I have run out of sellotape. The universe is clearly signalling me to stop shopping for Christmas presents and I am happy to do so.
The truth is, I’d largely finished my Christmas shopping by the beginning of November.
My friends gasp when I tell them this. They perceive me as a chaotic, harum-scarum type not to be trusted with Parent Teacher Association responsibilities.(Hurrah! It worked! No PTA meetings for me!)
In fact, I am a highly disciplined person in disguise. How I love to confound them!
I have become one of those women my mother (a serial-forgetter-of-birthdays type) detested: I buy my Christmas crackers for the following year at the end of December and I start my Christmas shopping in January.
Not a mid-season sale, an online exclusive or 48 hour promotion goes by without my purchasing presents and squirrelling them away.
Call me thrifty, but Martin the MoneySavingExpert is on my side. He’s made millions from stating the bleedin’ obvious: buy early and spread the cost.

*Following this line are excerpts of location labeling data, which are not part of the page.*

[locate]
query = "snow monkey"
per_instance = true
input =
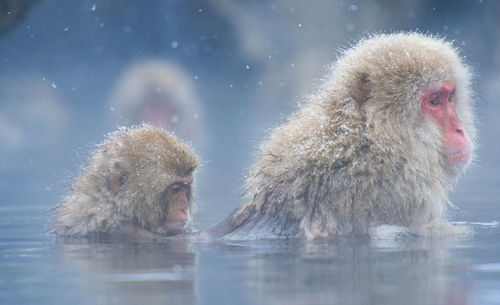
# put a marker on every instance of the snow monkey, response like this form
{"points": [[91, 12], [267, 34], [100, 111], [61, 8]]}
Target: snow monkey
{"points": [[381, 142], [138, 183]]}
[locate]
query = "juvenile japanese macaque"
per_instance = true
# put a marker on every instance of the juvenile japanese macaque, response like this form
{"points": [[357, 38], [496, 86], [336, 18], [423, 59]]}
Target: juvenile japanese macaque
{"points": [[139, 184], [381, 143]]}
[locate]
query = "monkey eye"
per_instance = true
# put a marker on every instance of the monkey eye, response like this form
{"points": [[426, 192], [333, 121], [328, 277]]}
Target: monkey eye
{"points": [[435, 101]]}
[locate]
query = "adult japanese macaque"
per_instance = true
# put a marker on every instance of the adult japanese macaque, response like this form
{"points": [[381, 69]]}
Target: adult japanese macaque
{"points": [[380, 143], [138, 184], [158, 92]]}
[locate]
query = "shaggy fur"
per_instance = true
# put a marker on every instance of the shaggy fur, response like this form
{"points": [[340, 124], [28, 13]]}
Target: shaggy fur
{"points": [[150, 160], [360, 153]]}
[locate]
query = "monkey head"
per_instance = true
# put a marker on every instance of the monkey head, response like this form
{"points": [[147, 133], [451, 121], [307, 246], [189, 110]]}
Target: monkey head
{"points": [[150, 177], [414, 91], [139, 178]]}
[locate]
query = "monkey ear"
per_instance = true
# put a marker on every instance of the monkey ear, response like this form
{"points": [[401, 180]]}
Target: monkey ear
{"points": [[119, 176], [363, 88]]}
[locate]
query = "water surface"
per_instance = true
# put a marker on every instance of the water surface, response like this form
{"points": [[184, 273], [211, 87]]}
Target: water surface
{"points": [[36, 269]]}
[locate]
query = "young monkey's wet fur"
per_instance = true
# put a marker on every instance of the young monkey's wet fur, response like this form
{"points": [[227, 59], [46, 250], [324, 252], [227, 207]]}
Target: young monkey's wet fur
{"points": [[125, 187]]}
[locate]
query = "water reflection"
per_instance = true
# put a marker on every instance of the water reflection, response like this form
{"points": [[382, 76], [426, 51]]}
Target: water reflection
{"points": [[135, 273], [350, 272]]}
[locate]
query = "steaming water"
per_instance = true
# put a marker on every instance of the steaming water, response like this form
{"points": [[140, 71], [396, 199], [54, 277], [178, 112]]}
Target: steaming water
{"points": [[36, 270]]}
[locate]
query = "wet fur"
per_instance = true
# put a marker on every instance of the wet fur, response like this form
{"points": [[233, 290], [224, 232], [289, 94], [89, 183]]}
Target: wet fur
{"points": [[360, 153], [147, 159]]}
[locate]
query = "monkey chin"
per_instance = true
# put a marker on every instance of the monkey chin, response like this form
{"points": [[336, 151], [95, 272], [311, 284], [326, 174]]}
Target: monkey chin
{"points": [[176, 228]]}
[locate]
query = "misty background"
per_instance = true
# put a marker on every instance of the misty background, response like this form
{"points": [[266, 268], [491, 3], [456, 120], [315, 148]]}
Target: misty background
{"points": [[243, 67]]}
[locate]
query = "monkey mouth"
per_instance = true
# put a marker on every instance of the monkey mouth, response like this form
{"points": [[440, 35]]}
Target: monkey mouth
{"points": [[176, 227], [460, 156]]}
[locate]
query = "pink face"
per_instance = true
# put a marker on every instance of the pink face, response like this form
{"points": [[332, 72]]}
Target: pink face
{"points": [[178, 205], [439, 104]]}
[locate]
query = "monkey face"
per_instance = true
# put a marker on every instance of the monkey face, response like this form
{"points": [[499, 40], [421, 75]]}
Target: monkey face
{"points": [[438, 103], [178, 205]]}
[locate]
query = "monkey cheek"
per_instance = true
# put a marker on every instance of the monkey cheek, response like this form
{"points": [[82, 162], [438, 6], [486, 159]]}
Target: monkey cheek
{"points": [[177, 227]]}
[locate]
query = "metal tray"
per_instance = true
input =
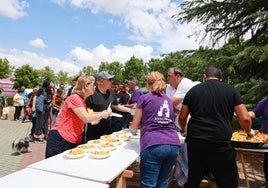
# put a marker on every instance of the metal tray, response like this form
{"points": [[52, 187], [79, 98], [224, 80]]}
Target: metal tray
{"points": [[250, 145]]}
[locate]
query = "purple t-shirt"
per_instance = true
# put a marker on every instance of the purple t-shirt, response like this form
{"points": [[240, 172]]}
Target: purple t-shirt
{"points": [[157, 125], [135, 96], [261, 110]]}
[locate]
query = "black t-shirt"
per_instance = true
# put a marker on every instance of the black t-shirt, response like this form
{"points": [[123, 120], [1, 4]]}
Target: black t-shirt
{"points": [[211, 106], [99, 102]]}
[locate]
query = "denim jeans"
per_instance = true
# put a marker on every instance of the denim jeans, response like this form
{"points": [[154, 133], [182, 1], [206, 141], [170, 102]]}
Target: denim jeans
{"points": [[156, 164]]}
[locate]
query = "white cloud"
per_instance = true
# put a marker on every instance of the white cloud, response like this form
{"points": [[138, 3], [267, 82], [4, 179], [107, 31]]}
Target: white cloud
{"points": [[18, 58], [148, 21], [38, 43], [118, 53], [13, 9]]}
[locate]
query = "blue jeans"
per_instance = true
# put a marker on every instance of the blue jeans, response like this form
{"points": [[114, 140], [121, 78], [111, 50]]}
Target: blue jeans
{"points": [[156, 164]]}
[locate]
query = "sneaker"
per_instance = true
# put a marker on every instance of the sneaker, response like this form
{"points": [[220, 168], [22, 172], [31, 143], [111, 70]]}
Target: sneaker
{"points": [[265, 185], [31, 138], [40, 140]]}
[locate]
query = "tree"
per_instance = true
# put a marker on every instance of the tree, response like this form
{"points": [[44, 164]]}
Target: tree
{"points": [[47, 74], [5, 68], [114, 68], [26, 76], [88, 70], [62, 78], [135, 68], [229, 18]]}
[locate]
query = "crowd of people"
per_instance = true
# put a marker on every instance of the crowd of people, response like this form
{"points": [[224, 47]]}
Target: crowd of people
{"points": [[201, 111]]}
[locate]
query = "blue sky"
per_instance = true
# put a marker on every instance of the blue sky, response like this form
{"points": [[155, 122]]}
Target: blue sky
{"points": [[70, 34]]}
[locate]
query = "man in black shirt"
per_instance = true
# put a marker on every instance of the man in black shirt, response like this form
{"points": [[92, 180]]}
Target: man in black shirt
{"points": [[212, 105], [102, 98]]}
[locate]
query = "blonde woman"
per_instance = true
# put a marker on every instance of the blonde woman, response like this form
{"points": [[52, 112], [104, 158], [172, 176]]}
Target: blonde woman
{"points": [[69, 127], [159, 141], [18, 103]]}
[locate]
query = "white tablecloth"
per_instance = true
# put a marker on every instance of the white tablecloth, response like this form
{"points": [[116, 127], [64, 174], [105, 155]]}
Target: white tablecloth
{"points": [[33, 178], [100, 170]]}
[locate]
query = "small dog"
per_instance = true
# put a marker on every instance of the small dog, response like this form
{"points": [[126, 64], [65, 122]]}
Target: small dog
{"points": [[21, 145]]}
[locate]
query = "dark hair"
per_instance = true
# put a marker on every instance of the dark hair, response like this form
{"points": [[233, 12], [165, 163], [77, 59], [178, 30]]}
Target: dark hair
{"points": [[115, 82], [178, 71], [213, 71]]}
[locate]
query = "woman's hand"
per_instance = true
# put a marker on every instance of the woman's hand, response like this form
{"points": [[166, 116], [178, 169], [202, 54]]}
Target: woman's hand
{"points": [[105, 114]]}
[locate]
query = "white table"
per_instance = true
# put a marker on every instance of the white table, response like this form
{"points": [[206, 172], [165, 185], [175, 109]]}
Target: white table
{"points": [[32, 178], [99, 170], [240, 154]]}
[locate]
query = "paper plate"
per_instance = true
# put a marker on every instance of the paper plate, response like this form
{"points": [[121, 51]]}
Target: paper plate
{"points": [[97, 154], [96, 142], [86, 147], [73, 155]]}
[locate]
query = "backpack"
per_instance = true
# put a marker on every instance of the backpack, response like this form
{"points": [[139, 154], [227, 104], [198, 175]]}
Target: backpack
{"points": [[40, 100]]}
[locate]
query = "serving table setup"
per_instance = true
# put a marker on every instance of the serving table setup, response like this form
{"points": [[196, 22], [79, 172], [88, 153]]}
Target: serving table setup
{"points": [[242, 144], [92, 167], [95, 164], [32, 178]]}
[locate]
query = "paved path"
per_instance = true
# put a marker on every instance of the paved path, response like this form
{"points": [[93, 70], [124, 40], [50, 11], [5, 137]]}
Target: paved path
{"points": [[12, 162]]}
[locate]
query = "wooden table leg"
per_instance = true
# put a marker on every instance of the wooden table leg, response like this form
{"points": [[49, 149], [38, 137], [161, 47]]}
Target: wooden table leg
{"points": [[240, 154]]}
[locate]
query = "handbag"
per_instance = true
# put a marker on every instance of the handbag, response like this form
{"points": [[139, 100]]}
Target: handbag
{"points": [[55, 110], [5, 110]]}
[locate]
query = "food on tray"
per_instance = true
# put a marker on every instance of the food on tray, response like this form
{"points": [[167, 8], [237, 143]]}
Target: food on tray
{"points": [[75, 152], [123, 136], [112, 139], [90, 111], [106, 137], [86, 146], [241, 136], [107, 144], [100, 152], [95, 142]]}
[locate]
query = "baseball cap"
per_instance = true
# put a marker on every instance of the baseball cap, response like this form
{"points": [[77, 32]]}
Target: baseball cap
{"points": [[103, 75]]}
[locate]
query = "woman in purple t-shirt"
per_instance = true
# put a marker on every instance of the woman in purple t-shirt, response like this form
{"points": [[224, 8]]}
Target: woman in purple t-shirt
{"points": [[159, 141]]}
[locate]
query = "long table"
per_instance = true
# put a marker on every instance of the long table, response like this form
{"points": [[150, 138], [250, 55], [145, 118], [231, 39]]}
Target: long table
{"points": [[32, 178], [88, 168], [240, 155]]}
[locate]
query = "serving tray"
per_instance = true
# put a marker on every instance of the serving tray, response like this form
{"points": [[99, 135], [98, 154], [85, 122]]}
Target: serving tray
{"points": [[250, 145]]}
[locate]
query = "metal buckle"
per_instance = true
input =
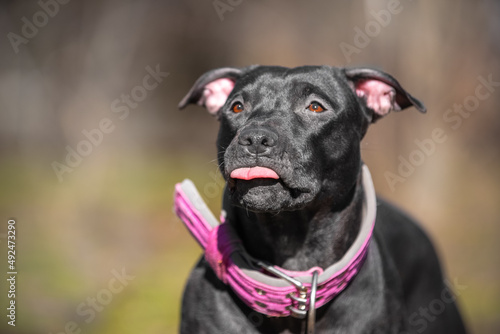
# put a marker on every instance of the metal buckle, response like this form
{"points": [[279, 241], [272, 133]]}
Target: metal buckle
{"points": [[311, 320], [300, 310]]}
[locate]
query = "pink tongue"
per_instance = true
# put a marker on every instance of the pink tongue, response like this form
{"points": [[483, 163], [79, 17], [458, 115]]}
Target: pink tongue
{"points": [[254, 173]]}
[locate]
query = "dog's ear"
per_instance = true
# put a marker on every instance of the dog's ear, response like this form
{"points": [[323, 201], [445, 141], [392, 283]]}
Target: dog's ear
{"points": [[212, 89], [380, 92]]}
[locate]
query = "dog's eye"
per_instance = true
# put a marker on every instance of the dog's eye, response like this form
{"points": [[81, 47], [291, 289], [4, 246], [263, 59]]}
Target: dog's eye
{"points": [[237, 107], [316, 107]]}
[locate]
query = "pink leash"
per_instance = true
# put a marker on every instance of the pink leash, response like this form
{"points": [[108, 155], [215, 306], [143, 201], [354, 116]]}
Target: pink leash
{"points": [[269, 289]]}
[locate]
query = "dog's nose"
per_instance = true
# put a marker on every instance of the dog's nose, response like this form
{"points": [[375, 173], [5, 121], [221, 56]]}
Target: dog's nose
{"points": [[257, 140]]}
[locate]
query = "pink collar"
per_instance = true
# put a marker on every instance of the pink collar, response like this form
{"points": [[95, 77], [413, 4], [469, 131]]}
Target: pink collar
{"points": [[265, 288]]}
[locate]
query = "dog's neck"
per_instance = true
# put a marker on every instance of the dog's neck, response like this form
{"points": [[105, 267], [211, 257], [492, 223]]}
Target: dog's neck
{"points": [[301, 239]]}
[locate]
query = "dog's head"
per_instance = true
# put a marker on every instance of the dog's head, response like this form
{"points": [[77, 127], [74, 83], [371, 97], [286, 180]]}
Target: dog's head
{"points": [[290, 137]]}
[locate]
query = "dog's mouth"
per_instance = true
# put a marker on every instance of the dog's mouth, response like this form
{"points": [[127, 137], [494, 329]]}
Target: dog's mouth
{"points": [[250, 173], [261, 188]]}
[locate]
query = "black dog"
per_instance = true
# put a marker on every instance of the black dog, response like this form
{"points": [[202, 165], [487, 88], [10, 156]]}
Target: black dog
{"points": [[300, 130]]}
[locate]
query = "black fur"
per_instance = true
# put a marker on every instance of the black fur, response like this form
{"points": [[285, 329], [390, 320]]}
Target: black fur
{"points": [[311, 215]]}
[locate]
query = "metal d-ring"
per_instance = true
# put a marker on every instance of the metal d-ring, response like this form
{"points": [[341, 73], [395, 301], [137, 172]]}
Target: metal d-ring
{"points": [[311, 319]]}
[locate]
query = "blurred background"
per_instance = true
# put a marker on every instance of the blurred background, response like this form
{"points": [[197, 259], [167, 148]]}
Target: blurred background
{"points": [[92, 143]]}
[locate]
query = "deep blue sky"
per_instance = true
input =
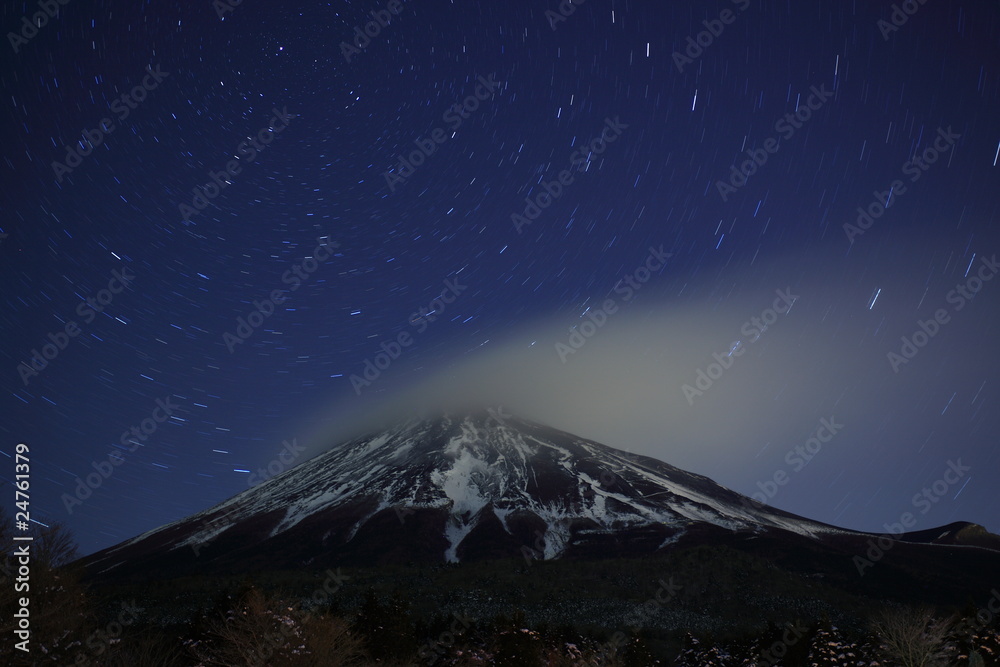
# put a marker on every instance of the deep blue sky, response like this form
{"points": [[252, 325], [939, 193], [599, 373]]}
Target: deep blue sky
{"points": [[681, 131]]}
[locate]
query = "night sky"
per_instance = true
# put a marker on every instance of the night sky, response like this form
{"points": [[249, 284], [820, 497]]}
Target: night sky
{"points": [[369, 221]]}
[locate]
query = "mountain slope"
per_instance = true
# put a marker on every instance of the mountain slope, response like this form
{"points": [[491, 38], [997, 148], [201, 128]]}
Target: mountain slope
{"points": [[453, 489]]}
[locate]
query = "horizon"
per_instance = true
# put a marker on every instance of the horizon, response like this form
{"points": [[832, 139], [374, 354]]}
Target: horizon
{"points": [[763, 249]]}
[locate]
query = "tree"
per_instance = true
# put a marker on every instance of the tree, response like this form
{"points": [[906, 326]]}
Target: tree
{"points": [[913, 637]]}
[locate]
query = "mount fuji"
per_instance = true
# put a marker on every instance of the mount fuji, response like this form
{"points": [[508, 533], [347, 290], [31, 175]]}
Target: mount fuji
{"points": [[468, 487]]}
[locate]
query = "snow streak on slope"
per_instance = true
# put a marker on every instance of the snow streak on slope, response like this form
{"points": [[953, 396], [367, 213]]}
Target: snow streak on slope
{"points": [[473, 466]]}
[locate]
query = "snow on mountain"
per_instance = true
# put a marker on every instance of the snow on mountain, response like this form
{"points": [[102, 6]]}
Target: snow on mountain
{"points": [[470, 479]]}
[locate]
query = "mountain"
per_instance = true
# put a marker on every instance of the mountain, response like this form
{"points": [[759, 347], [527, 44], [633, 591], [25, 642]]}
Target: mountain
{"points": [[475, 486]]}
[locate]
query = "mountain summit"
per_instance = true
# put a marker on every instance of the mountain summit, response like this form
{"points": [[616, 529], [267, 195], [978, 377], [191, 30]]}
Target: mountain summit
{"points": [[456, 488]]}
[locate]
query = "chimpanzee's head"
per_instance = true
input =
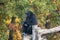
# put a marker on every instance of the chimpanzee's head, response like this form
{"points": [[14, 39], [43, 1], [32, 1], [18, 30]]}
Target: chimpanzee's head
{"points": [[29, 13]]}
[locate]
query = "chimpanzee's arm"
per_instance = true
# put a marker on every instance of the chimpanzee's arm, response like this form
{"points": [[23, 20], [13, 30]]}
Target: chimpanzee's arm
{"points": [[52, 30]]}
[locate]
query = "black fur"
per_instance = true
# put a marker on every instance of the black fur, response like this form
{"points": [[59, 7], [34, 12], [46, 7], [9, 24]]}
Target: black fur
{"points": [[30, 20]]}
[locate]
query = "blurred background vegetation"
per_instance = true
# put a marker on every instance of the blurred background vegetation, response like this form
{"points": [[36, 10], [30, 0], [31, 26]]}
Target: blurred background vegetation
{"points": [[41, 8]]}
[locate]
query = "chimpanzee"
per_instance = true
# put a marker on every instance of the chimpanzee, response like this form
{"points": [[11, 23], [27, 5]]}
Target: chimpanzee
{"points": [[27, 25], [11, 28]]}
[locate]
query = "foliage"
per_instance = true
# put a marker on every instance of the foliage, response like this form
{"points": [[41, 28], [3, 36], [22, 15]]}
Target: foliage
{"points": [[41, 8]]}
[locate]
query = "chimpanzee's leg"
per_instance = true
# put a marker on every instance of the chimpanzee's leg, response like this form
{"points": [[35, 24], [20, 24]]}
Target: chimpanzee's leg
{"points": [[10, 35]]}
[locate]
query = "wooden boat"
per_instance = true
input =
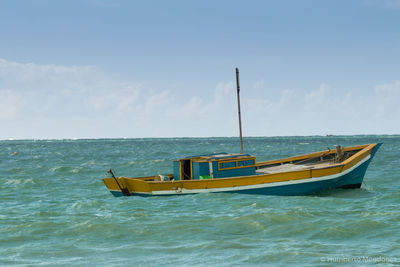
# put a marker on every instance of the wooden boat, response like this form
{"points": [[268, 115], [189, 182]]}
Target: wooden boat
{"points": [[240, 173]]}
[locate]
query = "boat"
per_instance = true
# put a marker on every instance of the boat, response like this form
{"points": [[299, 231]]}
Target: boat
{"points": [[241, 173]]}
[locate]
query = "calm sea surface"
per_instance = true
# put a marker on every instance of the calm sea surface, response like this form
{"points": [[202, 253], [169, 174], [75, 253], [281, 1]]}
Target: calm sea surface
{"points": [[55, 210]]}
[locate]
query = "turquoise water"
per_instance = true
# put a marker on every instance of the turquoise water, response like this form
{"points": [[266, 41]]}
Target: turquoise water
{"points": [[55, 210]]}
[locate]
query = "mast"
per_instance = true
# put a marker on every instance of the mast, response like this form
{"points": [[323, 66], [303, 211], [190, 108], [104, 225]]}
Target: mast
{"points": [[240, 119]]}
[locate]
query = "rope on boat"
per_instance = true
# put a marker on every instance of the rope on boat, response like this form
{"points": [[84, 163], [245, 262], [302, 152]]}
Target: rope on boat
{"points": [[124, 190]]}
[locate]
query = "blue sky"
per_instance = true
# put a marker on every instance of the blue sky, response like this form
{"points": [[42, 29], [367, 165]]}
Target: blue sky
{"points": [[97, 68]]}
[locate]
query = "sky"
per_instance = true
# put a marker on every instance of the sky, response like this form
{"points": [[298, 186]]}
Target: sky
{"points": [[114, 69]]}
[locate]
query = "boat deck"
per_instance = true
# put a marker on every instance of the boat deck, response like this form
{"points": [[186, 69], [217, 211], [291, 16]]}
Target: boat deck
{"points": [[289, 167]]}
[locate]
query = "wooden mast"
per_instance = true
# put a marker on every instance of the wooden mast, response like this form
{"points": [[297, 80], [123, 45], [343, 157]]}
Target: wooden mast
{"points": [[240, 119]]}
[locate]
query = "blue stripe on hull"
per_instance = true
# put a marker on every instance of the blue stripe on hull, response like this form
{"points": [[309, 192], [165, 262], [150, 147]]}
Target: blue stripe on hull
{"points": [[354, 177]]}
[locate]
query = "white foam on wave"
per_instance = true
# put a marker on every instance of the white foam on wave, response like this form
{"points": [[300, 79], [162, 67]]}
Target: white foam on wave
{"points": [[19, 181]]}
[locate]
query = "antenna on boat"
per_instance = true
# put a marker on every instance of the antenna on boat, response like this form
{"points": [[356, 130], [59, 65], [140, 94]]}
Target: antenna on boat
{"points": [[240, 119]]}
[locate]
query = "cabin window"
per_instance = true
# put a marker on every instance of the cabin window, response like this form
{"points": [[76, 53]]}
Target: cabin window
{"points": [[229, 164], [235, 164], [245, 163]]}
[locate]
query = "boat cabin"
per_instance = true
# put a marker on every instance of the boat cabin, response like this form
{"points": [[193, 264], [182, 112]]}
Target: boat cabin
{"points": [[214, 166]]}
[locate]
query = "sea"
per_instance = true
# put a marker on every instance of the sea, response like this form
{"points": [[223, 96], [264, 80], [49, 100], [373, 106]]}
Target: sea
{"points": [[56, 211]]}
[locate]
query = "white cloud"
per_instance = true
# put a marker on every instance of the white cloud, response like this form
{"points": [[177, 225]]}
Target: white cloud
{"points": [[392, 4], [50, 101]]}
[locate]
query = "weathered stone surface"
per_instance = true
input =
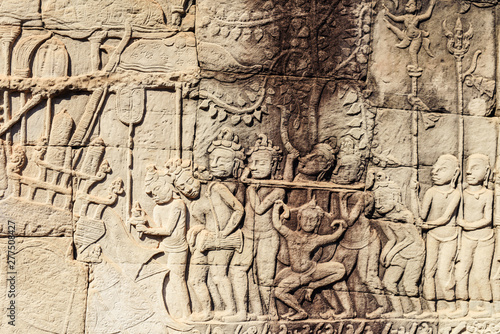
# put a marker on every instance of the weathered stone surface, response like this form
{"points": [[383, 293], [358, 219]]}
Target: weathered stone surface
{"points": [[249, 167]]}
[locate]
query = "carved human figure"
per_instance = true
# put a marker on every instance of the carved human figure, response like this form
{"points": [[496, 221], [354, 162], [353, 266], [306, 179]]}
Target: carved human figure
{"points": [[404, 253], [477, 241], [216, 236], [412, 36], [261, 240], [438, 216], [359, 249], [350, 164], [304, 271], [168, 222]]}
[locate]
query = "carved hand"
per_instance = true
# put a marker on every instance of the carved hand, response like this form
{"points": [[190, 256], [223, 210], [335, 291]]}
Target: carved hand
{"points": [[141, 228]]}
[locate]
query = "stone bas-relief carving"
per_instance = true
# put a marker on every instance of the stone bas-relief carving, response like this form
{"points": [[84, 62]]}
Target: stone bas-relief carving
{"points": [[234, 167]]}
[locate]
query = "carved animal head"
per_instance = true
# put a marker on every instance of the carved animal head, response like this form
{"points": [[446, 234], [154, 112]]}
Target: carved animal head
{"points": [[226, 155], [264, 158]]}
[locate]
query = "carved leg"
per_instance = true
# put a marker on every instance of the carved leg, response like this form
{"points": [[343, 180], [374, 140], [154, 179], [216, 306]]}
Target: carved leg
{"points": [[198, 280], [462, 272]]}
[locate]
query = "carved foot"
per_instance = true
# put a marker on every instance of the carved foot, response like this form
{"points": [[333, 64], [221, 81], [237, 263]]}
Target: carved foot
{"points": [[375, 314], [391, 315], [298, 316], [264, 317], [328, 315], [201, 316]]}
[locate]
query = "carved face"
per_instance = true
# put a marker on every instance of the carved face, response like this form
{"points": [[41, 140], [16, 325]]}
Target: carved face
{"points": [[261, 164], [188, 185], [160, 192], [349, 169], [313, 164], [222, 162], [411, 6], [476, 171], [384, 201], [443, 172], [309, 220]]}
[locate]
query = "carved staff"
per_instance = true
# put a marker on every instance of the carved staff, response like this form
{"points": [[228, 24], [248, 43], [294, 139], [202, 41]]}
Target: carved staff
{"points": [[458, 45]]}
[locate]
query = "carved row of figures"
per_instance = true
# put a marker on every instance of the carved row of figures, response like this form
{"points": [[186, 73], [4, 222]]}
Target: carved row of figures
{"points": [[240, 254]]}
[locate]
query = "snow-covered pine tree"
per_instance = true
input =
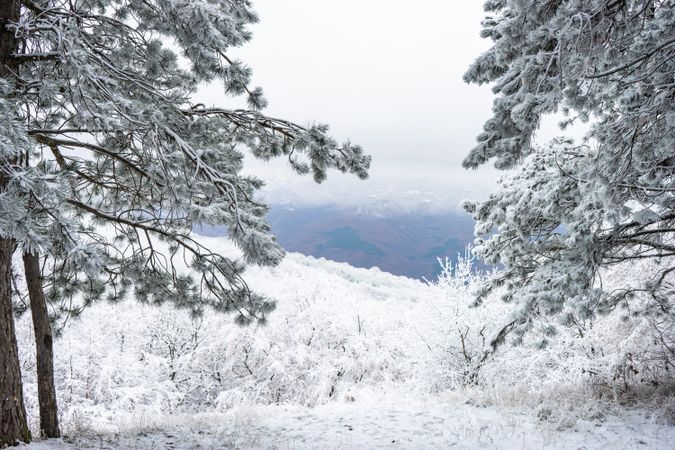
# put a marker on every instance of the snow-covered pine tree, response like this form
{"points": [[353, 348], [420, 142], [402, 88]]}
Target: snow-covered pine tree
{"points": [[117, 164], [571, 210]]}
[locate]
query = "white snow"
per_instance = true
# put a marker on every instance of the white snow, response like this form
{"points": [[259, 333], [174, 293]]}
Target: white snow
{"points": [[351, 358]]}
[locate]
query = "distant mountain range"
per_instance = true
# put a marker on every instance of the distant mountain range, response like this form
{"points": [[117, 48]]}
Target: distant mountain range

When you are dripping with godchildren (to say nothing of your own), have a large, extended family, a sizeable stash of friends and colleagues plus some stragglers you met on holiday and can’t shake off, the last thing you want in December is a smoking credit card and a red hot overdraft.
I have learnt this the hard way. “Christmas comes once a year, but it takes twelve months to get over it,” I’d sigh as my January bank statement combusted in my hands.
Experience they say, is a great teacher and over the years, I’ve got the whole present buying thing down to a fine art.
Somewhere in the process of maturation I stopped worrying about fancy drawers and concerned myself instead with Present Drawers.
Forget other signs of adulthood – mortgages, promotions, thinning hair and Avios points – the Present Drawer is the only signifier that matters.
I have organised things so that, in the (I hope unlikely) event I should pass on to the great shopping mall in the sky unexpectedly early, the birthdays and Christmases of around 84 friends and relatives have been catered for in the short term. The Present Drawers will deliver.
It takes patience to cope with a Present Drawer however. I have put things in my Present Drawer that I really, really wanted to give the recipient straight away just because I was so excited to have found the perfect present for them.
I remember however, a lesson my younger brother taught me when he was five and I was six. My mum had bought him a present to give me for my birthday and they had wrapped it together.
He was beside himself with excitement at the prospect of bestowing on me a super something (there is joy in giving!).
“Go on then,” I goaded him, “what is it?”
Because it was supposed to be a secret and because he didn’t want my mum to hear, he whispered in my ear.
I heard, ‘wobble pads’.
And then I was the one careering through the cosmos of excitement.
I had no idea what wobble pads were but they sounded amazing! I couldn’t wait for my birthday to arrive.
Womble Pants. Featuring Tomsk, Tobermory, Orinoco, Wellington and Great Uncle Bulgaria. The Chippendales of the children’s entertainment world.
I came crashing back to earth and never again asked to know what was coming my way for a birthday or Christmas.
Patience is key in the advance preparation of Christmas but the upside of this approach at least is that you never have to go through actual Christmas shopping.
I know it’s supposed to be the Season of Goodwill to All Men, but that’s a bloody struggle at West Quay (insert name of large retail park close to you) on Black Friday. On days when I’ve found myself crushed in John Lewis by shoppers looking for trampolines, penguins and knitwear for snowpeople, I realise that I have a deep misanthropic streak.
I hate the excessive retail fest that Christmas is in December. I don’t want to be encouraged to buy more than I need by an assistant in an elf hat shoving cheap chocolate under my nose while I queue for a quarter of a mile at the check out.
Take it from me, Christmas shopping is so much nicer in May.